Em terceiro na lista está Centro Hospitalar da Cova da Beira (CHCB), na Covilhã, aquele em que o peso das cesarianas no total de partos mais aumentou desde 2013 (28,6%) até 2017 (36,1%). O diretor clínico adjunto do CHCB, Carlos Gomes, explicou ao Público que o aumento registado naquela unidade hospitalar se prende com o aumento da complexidade dos partos – que tem a ver com o facto de as mulheres terem filhos cada vez mais tarde – e com o aumento das gravidezes fruto de técnicas de procriação medicamente assistida. Foram também estas as razões apontadas pela Direção Geral de Saúde (DGS) para explicar a proporção ainda elevada de cesarianas em Portugal.

Carlos Gomes explica que o número relativamente baixo de partos por ano (nascem, em média, menos de duas crianças por dia) e a viagem de três horas e meia de ambulância para o hospital com cuidados diferenciados mais próximo, em Coimbra, fazem com que alguns médicos, “por ansiedade ou sobressalto”, antecipem o parto por cesariana com o objetivo de diminuir o risco de complicações.

 

Mais de 60% dos partos no privado são cesarianas

 

Apesar de a frequência de cesarianas ter descido ligeiramente nos hospitais privados neste período, de 67,5% e 63,4%, situa-se em valores que são o dobro dos verificados em hospitais públicos, sustenta o relatório, que acrescenta que a a diferença abissal entre o público e privado não explicação.

O porta-voz do Observatório Português dos Sistemas de Saúde, Henrique Barros, diz que as grávidas dos serviços privados até deviam ter menos complicações do que os públicos, até porque estes últimos recebem, em teoria, os casos mais difíceis. O investigador e professor catedrático de medicina admite que esta enorme diferença entre público e privado nas cesarianas pode ter na base interesses económicos, mas também questões culturais e formas diferentes de encarar o parto.

A cesariana é um procedimento desaconselhado, que acarreta riscos para as mães e para a saúde futura dos bebés.
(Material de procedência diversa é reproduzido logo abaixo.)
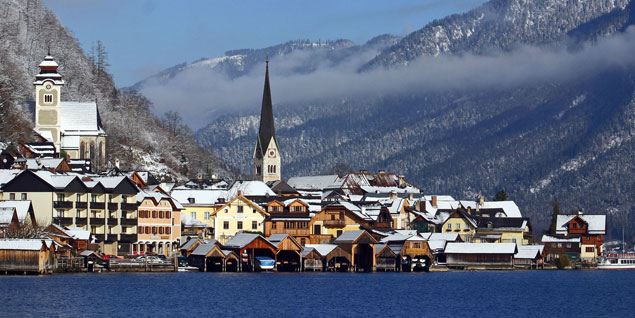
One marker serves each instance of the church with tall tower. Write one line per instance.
(74, 128)
(267, 161)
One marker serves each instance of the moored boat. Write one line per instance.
(617, 261)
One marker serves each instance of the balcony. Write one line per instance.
(63, 204)
(128, 238)
(98, 205)
(63, 221)
(335, 223)
(97, 221)
(129, 206)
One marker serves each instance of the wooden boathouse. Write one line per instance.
(289, 256)
(27, 256)
(248, 246)
(360, 245)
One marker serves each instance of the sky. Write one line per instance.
(143, 37)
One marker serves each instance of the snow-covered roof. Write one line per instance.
(24, 244)
(509, 207)
(78, 233)
(480, 248)
(75, 117)
(596, 223)
(188, 221)
(436, 245)
(553, 239)
(322, 249)
(206, 197)
(312, 182)
(529, 251)
(249, 188)
(21, 207)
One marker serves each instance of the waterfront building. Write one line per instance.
(480, 255)
(159, 223)
(289, 217)
(589, 228)
(239, 214)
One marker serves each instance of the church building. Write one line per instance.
(74, 128)
(267, 154)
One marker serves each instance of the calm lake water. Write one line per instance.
(451, 294)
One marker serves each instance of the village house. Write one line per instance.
(289, 217)
(589, 228)
(159, 224)
(239, 214)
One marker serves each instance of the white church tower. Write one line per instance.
(267, 161)
(48, 84)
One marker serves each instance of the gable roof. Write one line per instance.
(480, 248)
(249, 202)
(596, 223)
(349, 237)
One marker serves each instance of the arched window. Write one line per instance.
(92, 152)
(82, 150)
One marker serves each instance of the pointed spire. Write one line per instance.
(267, 129)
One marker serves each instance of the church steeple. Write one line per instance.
(266, 154)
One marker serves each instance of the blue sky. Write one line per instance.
(143, 37)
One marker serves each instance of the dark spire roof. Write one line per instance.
(267, 128)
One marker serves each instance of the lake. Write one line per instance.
(450, 294)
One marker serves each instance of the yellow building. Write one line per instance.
(200, 205)
(239, 214)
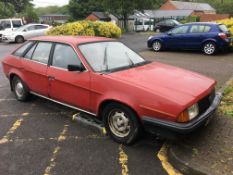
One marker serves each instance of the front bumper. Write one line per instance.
(161, 127)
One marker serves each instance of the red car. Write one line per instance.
(106, 79)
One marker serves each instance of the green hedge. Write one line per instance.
(87, 28)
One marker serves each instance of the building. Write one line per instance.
(197, 8)
(54, 18)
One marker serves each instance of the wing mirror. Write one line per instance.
(79, 68)
(169, 33)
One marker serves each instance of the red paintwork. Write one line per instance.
(154, 90)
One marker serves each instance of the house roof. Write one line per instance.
(167, 13)
(52, 15)
(101, 15)
(192, 6)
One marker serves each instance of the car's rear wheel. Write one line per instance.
(157, 46)
(209, 48)
(19, 39)
(121, 123)
(20, 90)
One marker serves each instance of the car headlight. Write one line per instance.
(193, 111)
(189, 114)
(150, 37)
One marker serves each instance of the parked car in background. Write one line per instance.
(208, 37)
(165, 25)
(104, 78)
(143, 24)
(8, 25)
(26, 32)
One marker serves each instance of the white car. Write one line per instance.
(8, 25)
(26, 32)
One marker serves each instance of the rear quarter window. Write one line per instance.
(223, 28)
(20, 51)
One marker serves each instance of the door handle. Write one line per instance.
(51, 77)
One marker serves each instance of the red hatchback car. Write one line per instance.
(106, 79)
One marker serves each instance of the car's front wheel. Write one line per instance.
(19, 39)
(157, 46)
(19, 88)
(121, 123)
(209, 48)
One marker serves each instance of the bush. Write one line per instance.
(87, 28)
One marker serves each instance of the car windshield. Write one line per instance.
(110, 56)
(21, 28)
(5, 24)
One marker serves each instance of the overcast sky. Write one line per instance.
(44, 3)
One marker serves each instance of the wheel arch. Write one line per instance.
(105, 102)
(12, 75)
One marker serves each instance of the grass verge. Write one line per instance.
(226, 106)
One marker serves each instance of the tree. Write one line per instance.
(6, 10)
(79, 9)
(124, 8)
(30, 15)
(19, 5)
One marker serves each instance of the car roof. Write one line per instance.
(75, 40)
(203, 23)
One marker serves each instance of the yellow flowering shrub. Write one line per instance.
(228, 23)
(87, 28)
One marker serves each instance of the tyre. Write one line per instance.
(121, 123)
(19, 39)
(157, 46)
(209, 48)
(20, 90)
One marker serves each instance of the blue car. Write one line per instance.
(208, 37)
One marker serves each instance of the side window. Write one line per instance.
(16, 23)
(30, 28)
(30, 52)
(42, 52)
(180, 30)
(19, 52)
(199, 29)
(64, 55)
(207, 29)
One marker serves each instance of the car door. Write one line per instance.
(196, 35)
(35, 64)
(177, 38)
(70, 87)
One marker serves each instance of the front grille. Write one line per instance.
(205, 103)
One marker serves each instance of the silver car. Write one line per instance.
(25, 32)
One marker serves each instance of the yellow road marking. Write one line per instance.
(52, 162)
(123, 160)
(11, 131)
(162, 155)
(43, 113)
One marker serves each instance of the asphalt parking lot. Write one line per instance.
(40, 137)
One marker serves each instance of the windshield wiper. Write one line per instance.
(105, 63)
(129, 59)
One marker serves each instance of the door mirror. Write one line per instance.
(169, 32)
(80, 68)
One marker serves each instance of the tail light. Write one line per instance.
(222, 35)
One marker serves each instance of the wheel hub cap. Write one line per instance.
(19, 89)
(119, 123)
(209, 48)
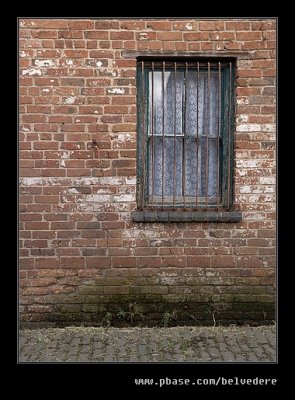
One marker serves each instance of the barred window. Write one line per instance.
(185, 135)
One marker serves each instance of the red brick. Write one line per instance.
(199, 262)
(47, 262)
(81, 25)
(171, 36)
(159, 25)
(72, 262)
(211, 25)
(44, 23)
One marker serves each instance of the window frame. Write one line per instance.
(227, 118)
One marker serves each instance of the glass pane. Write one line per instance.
(173, 99)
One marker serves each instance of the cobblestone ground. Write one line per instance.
(178, 344)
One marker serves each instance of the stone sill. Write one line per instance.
(186, 216)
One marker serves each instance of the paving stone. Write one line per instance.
(179, 344)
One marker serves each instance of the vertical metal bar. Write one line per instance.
(218, 130)
(207, 135)
(144, 135)
(184, 108)
(174, 165)
(152, 127)
(163, 133)
(229, 141)
(197, 141)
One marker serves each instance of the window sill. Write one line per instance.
(186, 216)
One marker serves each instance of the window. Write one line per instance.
(185, 135)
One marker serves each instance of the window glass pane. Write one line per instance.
(190, 146)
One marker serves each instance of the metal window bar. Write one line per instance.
(207, 134)
(152, 126)
(174, 143)
(229, 141)
(143, 127)
(197, 142)
(163, 134)
(201, 199)
(218, 135)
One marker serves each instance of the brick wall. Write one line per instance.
(82, 259)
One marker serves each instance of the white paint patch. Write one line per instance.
(70, 100)
(87, 181)
(73, 191)
(124, 198)
(242, 118)
(104, 191)
(247, 163)
(253, 216)
(33, 181)
(24, 54)
(243, 100)
(268, 128)
(32, 72)
(124, 137)
(245, 189)
(44, 63)
(267, 180)
(254, 198)
(110, 180)
(143, 36)
(116, 91)
(98, 198)
(130, 181)
(65, 155)
(248, 128)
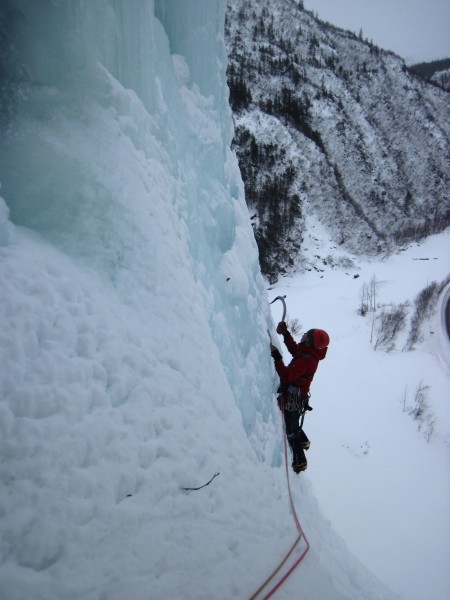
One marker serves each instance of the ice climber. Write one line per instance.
(295, 381)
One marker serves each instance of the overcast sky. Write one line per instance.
(417, 30)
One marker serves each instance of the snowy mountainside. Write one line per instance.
(133, 322)
(329, 124)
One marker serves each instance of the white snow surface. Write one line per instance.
(133, 345)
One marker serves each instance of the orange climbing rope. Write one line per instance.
(301, 535)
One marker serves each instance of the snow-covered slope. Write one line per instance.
(133, 319)
(133, 316)
(378, 465)
(329, 124)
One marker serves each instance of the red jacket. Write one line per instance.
(300, 371)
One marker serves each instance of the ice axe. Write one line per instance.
(282, 298)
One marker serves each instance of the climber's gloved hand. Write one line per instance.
(282, 328)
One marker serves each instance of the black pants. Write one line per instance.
(296, 437)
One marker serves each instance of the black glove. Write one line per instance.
(282, 328)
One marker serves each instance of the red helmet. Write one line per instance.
(318, 338)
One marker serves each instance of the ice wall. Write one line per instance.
(116, 151)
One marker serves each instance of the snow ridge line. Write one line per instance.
(301, 535)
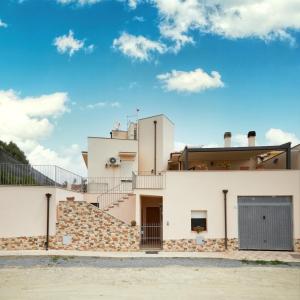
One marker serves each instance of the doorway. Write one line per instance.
(151, 222)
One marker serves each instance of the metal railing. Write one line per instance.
(39, 175)
(148, 180)
(105, 184)
(116, 194)
(151, 236)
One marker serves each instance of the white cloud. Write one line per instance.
(192, 82)
(3, 24)
(114, 104)
(68, 44)
(78, 2)
(28, 117)
(28, 120)
(240, 140)
(139, 19)
(138, 47)
(264, 19)
(133, 3)
(276, 136)
(89, 49)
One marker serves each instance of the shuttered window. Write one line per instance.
(199, 220)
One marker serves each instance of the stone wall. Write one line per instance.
(86, 228)
(191, 246)
(91, 229)
(23, 243)
(297, 245)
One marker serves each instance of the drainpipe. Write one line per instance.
(225, 217)
(155, 133)
(186, 158)
(288, 157)
(48, 196)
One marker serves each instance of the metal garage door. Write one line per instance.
(265, 223)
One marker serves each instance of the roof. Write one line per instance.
(229, 149)
(231, 153)
(160, 115)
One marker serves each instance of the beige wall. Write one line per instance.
(101, 149)
(164, 142)
(186, 191)
(125, 211)
(23, 210)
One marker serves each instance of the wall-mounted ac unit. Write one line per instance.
(113, 162)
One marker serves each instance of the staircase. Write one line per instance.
(114, 196)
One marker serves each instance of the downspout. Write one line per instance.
(186, 158)
(155, 134)
(48, 196)
(288, 157)
(225, 217)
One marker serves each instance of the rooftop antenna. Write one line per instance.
(135, 116)
(117, 125)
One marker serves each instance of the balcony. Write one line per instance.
(148, 180)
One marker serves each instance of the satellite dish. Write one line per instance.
(117, 125)
(112, 160)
Aumenta a probabilidade de a mulher precisar de outra cesariana, pode provocar lesões uterinas, agrava o risco de aparecimento de algumas doenças e aumenta também o risco de a mãe não poder amamentar, enumera Henrique Barros à TSF.

Para os autores do relatório, as elevadas taxas de cesarianas representam “um fator de risco para a mãe e criança”, exigem estudos com profissionais e utentes que permitam “desenhar, testar e implementar formas de atuação sensíveis” à cultura do país, mas que “respeitem as boas práticas clínicas, assegurando às mulheres um conhecimento sólido das consequências imediatas e no curso de vida, da opção pelo parto cirúrgico ou por intervenções como a episiotomia”.
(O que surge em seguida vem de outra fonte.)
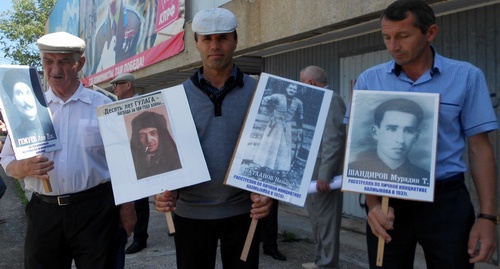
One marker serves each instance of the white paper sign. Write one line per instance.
(25, 112)
(151, 144)
(279, 143)
(391, 144)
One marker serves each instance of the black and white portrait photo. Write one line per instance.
(279, 143)
(392, 139)
(154, 151)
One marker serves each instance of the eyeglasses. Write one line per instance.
(114, 85)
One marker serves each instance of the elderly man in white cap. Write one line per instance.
(78, 220)
(219, 95)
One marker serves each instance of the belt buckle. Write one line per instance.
(60, 202)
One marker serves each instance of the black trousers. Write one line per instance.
(441, 227)
(141, 226)
(83, 231)
(196, 242)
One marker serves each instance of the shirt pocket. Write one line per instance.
(89, 133)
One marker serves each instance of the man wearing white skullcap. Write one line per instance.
(219, 95)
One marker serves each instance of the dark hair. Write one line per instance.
(148, 120)
(400, 9)
(235, 36)
(398, 104)
(11, 77)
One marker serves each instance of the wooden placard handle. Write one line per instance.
(381, 241)
(170, 223)
(248, 241)
(46, 185)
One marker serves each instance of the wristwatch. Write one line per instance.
(495, 219)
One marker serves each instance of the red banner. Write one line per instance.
(168, 12)
(151, 56)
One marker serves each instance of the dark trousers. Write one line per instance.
(196, 242)
(269, 229)
(141, 226)
(83, 231)
(441, 227)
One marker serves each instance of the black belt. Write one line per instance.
(72, 198)
(450, 182)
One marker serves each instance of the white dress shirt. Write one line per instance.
(81, 162)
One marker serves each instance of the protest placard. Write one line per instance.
(279, 143)
(391, 144)
(151, 144)
(25, 112)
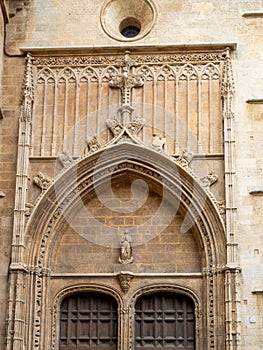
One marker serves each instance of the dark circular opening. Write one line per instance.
(130, 27)
(130, 31)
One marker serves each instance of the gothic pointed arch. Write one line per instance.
(81, 179)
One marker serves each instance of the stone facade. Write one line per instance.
(159, 134)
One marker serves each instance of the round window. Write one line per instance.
(127, 20)
(130, 27)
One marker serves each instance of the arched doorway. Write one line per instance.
(88, 321)
(164, 319)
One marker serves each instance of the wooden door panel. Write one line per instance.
(164, 320)
(88, 321)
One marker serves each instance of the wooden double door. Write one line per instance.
(89, 321)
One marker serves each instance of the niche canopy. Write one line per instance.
(126, 20)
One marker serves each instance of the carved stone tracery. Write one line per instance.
(58, 72)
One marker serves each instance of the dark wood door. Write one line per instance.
(164, 320)
(88, 321)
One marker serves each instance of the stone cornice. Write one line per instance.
(135, 48)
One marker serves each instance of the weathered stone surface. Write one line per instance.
(73, 99)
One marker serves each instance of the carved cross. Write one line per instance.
(126, 80)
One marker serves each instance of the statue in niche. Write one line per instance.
(158, 143)
(126, 249)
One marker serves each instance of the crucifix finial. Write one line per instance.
(126, 80)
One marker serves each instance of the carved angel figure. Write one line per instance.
(158, 142)
(186, 158)
(210, 179)
(65, 159)
(92, 144)
(42, 181)
(114, 125)
(126, 249)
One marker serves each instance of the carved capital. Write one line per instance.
(125, 279)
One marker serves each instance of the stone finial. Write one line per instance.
(136, 124)
(65, 159)
(209, 180)
(42, 181)
(2, 194)
(126, 249)
(114, 125)
(126, 80)
(28, 210)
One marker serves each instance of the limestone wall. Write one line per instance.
(72, 24)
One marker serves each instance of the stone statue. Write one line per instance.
(126, 249)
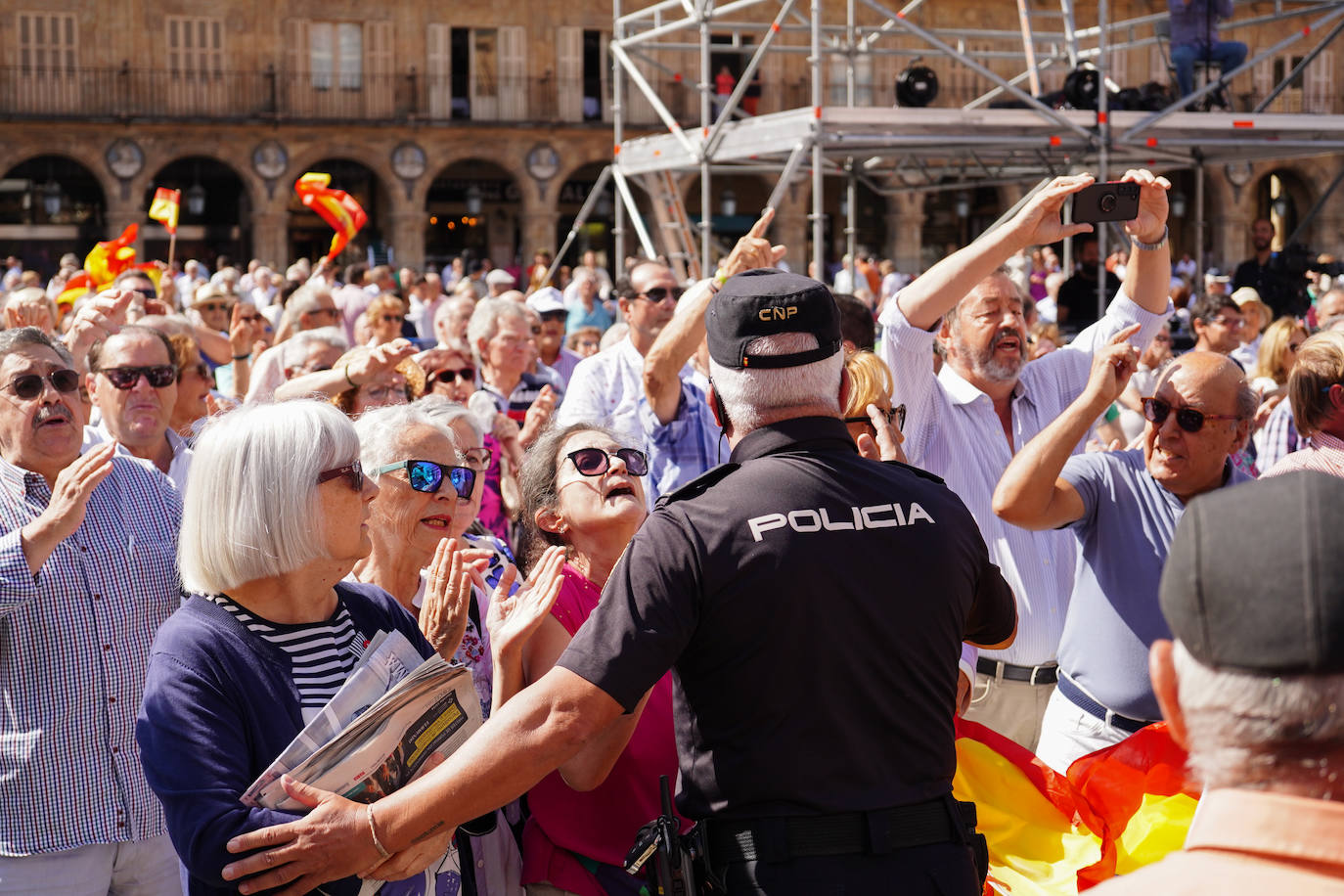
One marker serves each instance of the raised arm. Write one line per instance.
(682, 336)
(1148, 274)
(938, 289)
(1030, 493)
É, curiosamente, num hospital gerido em regime de parceria público-privado, o Hospital Beatriz Ângelo, em Loures, que se regista a taxa de cesarianas mais baixa do país. O ano passado foi de 19,8%, abaixo da média nacional. Apenas em 2013 ultrapassou os 22%. Fonte hospitalar explica os bons resultados com o rejuvenescimento do quadro médico – apenas seis dos 24 especialistas têm mais de 50 anos – e à disponibilidade de tecnologia que permite fazer um “rigoroso controlo” dos procedimentos de aceleração artificial do parto (é preciso autorização prévia do coordenador de serviço para induzir o nascimento).
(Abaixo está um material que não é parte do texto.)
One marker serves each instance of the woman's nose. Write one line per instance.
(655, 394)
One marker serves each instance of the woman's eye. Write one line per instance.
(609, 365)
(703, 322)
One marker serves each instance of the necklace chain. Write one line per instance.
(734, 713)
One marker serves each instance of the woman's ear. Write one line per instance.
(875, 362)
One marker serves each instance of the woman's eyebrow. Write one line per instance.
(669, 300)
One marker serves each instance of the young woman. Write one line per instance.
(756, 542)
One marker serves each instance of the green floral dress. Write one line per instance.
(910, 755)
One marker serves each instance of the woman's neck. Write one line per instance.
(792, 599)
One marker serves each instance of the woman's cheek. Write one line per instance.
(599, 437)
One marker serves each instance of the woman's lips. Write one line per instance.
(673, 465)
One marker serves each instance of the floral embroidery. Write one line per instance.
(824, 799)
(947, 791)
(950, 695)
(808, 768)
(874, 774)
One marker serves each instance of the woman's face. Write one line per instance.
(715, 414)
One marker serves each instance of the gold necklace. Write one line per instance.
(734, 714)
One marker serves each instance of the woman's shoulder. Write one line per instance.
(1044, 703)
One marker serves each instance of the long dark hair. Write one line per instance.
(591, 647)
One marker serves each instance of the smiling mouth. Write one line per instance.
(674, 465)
Apesar das elevadas taxas, há quem desdramatize os números. Luís Graça, da Sociedade Portuguesa de Obstetrícia e Medicina Materno Fetal, disse ao DN que “termos uma média de 25% não é chocante e é até uma evolução positiva, tendo em conta que há oito anos tínhamos uma taxa média de 33%”. Também a DGS destaca que a taxa de cesarianas tem vindo a diminuir e avisa que “é preciso considerar nesta redução das taxas de cesariana que uma diminuição drástica e muito rápida pode não assegurar a segurança para as mulheres e crianças”.